O.J. Simpson, who died Wednesday at 76, had a varied career in Hollywood as an actor and a pitchman before his trial for double murder in the 1994 deaths of ex-wife Nicole Brown Simpson and her friend Ron Goldman.
The former Buffalo Bills star with marquee good looks, nicknamed “The Juice,” was at the epicenter of pop culture for his movie, TV and commercial roles throughout the ’70s, ’80s and early ’90s. It seemed, during those days, that you couldn’t turn on your TV without seeing one of Simpson’s Hertz commercials where — as a spokesman for the rental car company — he ran and careened through airports, nor ignore his big-screen work, most notably in the “Naked Gun” movies starring Leslie Nielsen.
Simpson was a big enough star, in fact, that he was pitched to the “Terminator” director James Cameron to star in the 1984 action movie — a suggestion that Cameron said later, in an interview with Chris Wallace, he immediately dismissed.
“I actually think that’s a bad idea,” Cameron recalled thinking, he said on on the Max series “Who’s Talking to Chris Wallace?” The filmmaker, of course, pivoted to Arnold Schwarzenegger for what turned out to be a big-screen blockbuster.
O.J. Simpson as a cybernetic assassin? No one would ever buy it.
A decade later, Simpson became an even bigger star of daytime television — for completely nefarious reasons.
Simpson obviously had his eye on a Hollywood career from the get-go; he reportedly became a professional actor — signing on for an episode of the CBS series “Medical Center” — before inking his NFL contract with the Buffalo Bills. He got his feet wet early while still a Heisman Trophy-winning undergraduate at USC, making a few uncredited appearances on television shows in the 1960s including “Dragnet,” “Ironside,” “It Takes a Thief” and “The Name of the Game.”
He didn’t let his NFL career steer him away from acting, either. While playing for the Bills, he appeared on a slew of TV shows in the early 1970s including “Here’s Lucy,” starring Lucille Ball, and “Owen Marshall, Counselor at Law.” He snared his first prominent movie role in “master of disaster” Irwin Allen’s “The Towering Inferno” in 1974 to help save the day as Security Chief Jernigan, who’s on the scene as a fire envelopes the world’s tallest office building in San Francisco.
But it was his first ad for Hertz, in 1975 — four years before he retired from the NFL — that established Simpson as a ubiquitous pop-culture presence as he bolted through airports wearing a business suit and carrying a briefcase (in nearly every commercial) as he deftly avoided objects and jumped over railings to get to the Hertz counter and be assured his car was waiting for him.

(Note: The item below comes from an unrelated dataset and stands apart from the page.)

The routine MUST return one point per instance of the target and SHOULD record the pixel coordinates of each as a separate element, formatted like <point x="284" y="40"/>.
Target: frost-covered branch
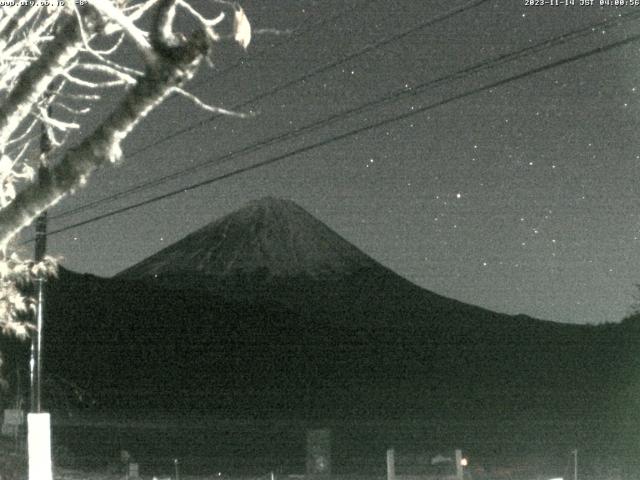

Variations on those commercials with Simpson ran until the 1994 murders, when Hertz cut ties with him for obvious reasons.
Simpson’s acting chops were never singled out as anything but good enough, but such was his outsize personality and reputation that he seemed to always be in the right place at the right time. Case in point: He was hired to play West African Kadi Touray — who meets Kunta Kinte (LeVar Burton) outside of his village — in an episode of ABC’s trailblazing epic miniseries “Roots” (1977), one of the most famous broadcasts in television history. (Kadi was the father of the young woman in whom Kunta Kinte was interested.)

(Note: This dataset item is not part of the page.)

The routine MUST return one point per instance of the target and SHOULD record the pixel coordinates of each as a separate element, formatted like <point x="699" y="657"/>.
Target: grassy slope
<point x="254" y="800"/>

That same year, Simpson had a part opposite James Brolin and Sam Waterston as astronaut John Walker in “Capricorn One,” a thriller about a faked Mars landing and a government conspiracy. It cemented Simpson’s big-screen bona fides, and the film has gone on to achieve cult status.
The movie roles and Hertz TV commercials — augmented by appearances on late-night television, as an NFL analyst for NBC — continued and, in 1988, Simpson made comedic noise in “The Naked Gun,” a big-screen parody of cop movies adapted from the ABC series starring the irrepressible Leslie Nielsen as bumbling cop Frank Drebin. Simpson played his equally bumbling sidekick, Nordberg, to great comic effect, and the movie was successful enough to spawn two spinoffs — “The Naked Gun 2½: The Smell of Fear” (1991) and “Naked Gun 33⅓: The Final Insult” (1994), both of which prominently featured Simpson (and are still popular today, but for all the wrong reasons).
And, of course, it was notoriety of a different sort that put Simpson front and center in America’s living rooms during his 1995 murder trial. Dubbed the Trial of the Century, the courtroom theatrics and personalities (Johnnie Cochran, Kato Kaelin, the glove, et al.) riveted America as cable television and networks such as Court TV led their coverage with daily updates and testimony from the proceedings.
(Ditto for Simpson’s civil trial in 1996 — in which he was found liable in the deaths of Brown Simpson and Goldman and was ordered to pay $8.5 million in compensatory damages.)
Simpson’s final dash of television notoriety came with the 2018 Fox special “O.J. Simpson: The Lost Confession,” which included outtakes from a scuttled interview Simpson did to promote his book “If I Did It: Confessions of the Killer” (in which he confessed to nothing).